<#gar#> — The Git Archiver

Git (and other version control systems) doesn't handle binary files very well. In contrast to plaintext files (e.g. source code) it is hard or even impossible to do a proper diff or merge on binary files.

The Git Archiver is an approach to make it better. It converts binary files into a format that is handled as "text files" by git so it offer the posibility to diff & merge the files and for well-known binary formats it offers a semantic sensible human-readable visualization of the content and of the diffs.

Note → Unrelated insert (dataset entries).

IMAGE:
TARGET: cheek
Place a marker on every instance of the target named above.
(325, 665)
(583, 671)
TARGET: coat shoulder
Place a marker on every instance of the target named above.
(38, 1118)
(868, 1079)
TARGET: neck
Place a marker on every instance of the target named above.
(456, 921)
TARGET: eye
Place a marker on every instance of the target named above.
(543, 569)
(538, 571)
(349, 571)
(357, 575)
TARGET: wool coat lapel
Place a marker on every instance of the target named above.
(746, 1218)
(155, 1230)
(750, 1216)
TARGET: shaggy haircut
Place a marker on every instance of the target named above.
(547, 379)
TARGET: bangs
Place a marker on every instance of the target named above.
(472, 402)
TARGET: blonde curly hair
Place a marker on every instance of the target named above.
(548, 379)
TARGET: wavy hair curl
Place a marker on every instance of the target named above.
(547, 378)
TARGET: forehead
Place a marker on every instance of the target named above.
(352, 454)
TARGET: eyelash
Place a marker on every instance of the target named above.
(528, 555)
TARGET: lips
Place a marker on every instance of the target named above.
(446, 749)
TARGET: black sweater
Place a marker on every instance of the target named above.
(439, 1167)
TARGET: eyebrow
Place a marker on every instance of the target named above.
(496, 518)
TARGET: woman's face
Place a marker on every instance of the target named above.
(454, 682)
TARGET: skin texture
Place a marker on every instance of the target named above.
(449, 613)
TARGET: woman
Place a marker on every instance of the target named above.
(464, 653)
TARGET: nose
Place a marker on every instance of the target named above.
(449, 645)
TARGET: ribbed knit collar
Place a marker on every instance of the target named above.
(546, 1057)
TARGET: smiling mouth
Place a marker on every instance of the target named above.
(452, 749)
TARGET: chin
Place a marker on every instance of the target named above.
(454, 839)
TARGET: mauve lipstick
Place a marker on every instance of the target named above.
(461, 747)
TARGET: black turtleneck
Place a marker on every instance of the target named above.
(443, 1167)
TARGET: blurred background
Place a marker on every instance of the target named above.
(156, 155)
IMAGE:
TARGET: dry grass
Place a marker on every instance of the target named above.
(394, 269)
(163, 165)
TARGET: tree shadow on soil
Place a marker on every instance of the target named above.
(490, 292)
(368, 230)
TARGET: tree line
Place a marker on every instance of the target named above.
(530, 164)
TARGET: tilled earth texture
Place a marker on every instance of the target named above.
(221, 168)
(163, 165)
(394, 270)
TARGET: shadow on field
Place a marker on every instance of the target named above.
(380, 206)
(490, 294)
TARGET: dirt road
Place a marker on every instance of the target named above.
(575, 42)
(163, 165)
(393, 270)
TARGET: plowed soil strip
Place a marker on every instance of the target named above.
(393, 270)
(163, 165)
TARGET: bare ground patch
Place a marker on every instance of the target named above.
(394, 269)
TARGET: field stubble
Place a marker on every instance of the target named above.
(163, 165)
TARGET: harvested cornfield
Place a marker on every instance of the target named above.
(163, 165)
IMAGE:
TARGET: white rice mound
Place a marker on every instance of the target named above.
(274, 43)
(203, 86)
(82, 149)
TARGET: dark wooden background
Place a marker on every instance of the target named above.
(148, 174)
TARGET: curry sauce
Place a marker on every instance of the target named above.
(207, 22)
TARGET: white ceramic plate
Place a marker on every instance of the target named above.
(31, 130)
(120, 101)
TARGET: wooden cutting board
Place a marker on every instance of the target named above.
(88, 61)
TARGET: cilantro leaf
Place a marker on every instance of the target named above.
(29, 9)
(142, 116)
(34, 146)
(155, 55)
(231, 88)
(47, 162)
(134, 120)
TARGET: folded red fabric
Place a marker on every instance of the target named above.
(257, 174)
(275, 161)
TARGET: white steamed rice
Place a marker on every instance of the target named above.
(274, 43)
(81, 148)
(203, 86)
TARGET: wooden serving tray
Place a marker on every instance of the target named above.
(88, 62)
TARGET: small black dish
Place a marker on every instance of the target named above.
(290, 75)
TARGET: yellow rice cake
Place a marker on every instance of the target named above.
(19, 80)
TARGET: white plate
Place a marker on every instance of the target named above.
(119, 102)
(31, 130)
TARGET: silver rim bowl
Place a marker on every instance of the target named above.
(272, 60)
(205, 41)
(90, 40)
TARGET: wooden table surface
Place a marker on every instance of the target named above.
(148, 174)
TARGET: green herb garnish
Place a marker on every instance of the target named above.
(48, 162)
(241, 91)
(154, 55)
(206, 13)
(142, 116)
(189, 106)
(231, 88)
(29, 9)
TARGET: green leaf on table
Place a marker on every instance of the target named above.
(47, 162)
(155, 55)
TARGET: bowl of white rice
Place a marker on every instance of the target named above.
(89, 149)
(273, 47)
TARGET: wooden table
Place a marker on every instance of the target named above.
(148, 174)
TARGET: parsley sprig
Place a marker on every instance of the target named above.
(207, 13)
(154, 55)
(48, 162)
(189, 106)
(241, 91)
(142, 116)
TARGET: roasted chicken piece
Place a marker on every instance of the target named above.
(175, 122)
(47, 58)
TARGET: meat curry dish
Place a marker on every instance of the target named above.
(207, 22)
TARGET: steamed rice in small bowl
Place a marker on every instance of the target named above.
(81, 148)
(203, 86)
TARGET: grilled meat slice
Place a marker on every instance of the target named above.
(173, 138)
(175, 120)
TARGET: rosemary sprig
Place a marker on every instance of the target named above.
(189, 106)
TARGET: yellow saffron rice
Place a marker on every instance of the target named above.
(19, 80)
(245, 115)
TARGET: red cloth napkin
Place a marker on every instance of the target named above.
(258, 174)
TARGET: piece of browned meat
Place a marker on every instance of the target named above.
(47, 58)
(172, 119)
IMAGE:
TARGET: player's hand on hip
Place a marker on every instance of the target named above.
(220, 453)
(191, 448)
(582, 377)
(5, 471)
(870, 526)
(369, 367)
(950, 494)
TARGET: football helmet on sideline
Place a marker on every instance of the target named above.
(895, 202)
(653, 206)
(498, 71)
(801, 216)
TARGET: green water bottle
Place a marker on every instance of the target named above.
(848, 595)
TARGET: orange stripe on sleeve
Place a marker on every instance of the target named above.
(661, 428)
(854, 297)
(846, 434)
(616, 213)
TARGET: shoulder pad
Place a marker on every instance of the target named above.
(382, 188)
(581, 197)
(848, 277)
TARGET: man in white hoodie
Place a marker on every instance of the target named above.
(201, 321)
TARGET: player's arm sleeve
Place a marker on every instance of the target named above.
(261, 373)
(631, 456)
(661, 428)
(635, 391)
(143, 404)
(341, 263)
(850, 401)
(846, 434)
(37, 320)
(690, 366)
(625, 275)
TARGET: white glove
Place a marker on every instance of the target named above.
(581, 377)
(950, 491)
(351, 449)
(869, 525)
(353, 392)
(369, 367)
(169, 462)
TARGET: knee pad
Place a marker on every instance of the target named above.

First goal is to enable this for XML-based office documents (Open Document and Microsoft's "OOXML" format), but other binary files, e.g. bitmap images, shall be possible, too.

Usage

Create an archive

gar example.odt — creates a text file example.odt.gar which can be added to yout git/mercurial repository

Recover the original file

ungar example.odt.gar or gar -d example.odt.gar — creates the original file (or at least a semantically equivalent file)

Design goals

Plaintext format. File content is UTF-8, control structures are ASCII.
Human-readable content (everything that is some kind of "text" in a broader sense) shall be human-readable in the archive, too.
Non-textual (e.g. images, audio) content might be presented in a text-alike format, if possible
extensible encoder/decoder ("codec") for different file types / content types
- human-readable meta data
- compressed files are stored uncompressed
- container files (storing several individual files) are stored file-by-file
- "minified" XML and JSON files are stored beautified and well-indented
- binary files that cannot be converted sensibly in a text form are stored in Siso93 format, that allows chunking
- bitmap images can contain an ASCII "thumbnail" to give a visual hint about changes in the image (optional)

File format description

Every gar file starts with a common header that marks it as gar file, contains a version number and the "codec" that was used to encode the original file content. Some codecs (e.g. codecs for archive file formats) split the gar file in independent "chapters" (e.g. one for each archived file) that might be encoded by their own codecs, whatever might be most appropriate for every chapter.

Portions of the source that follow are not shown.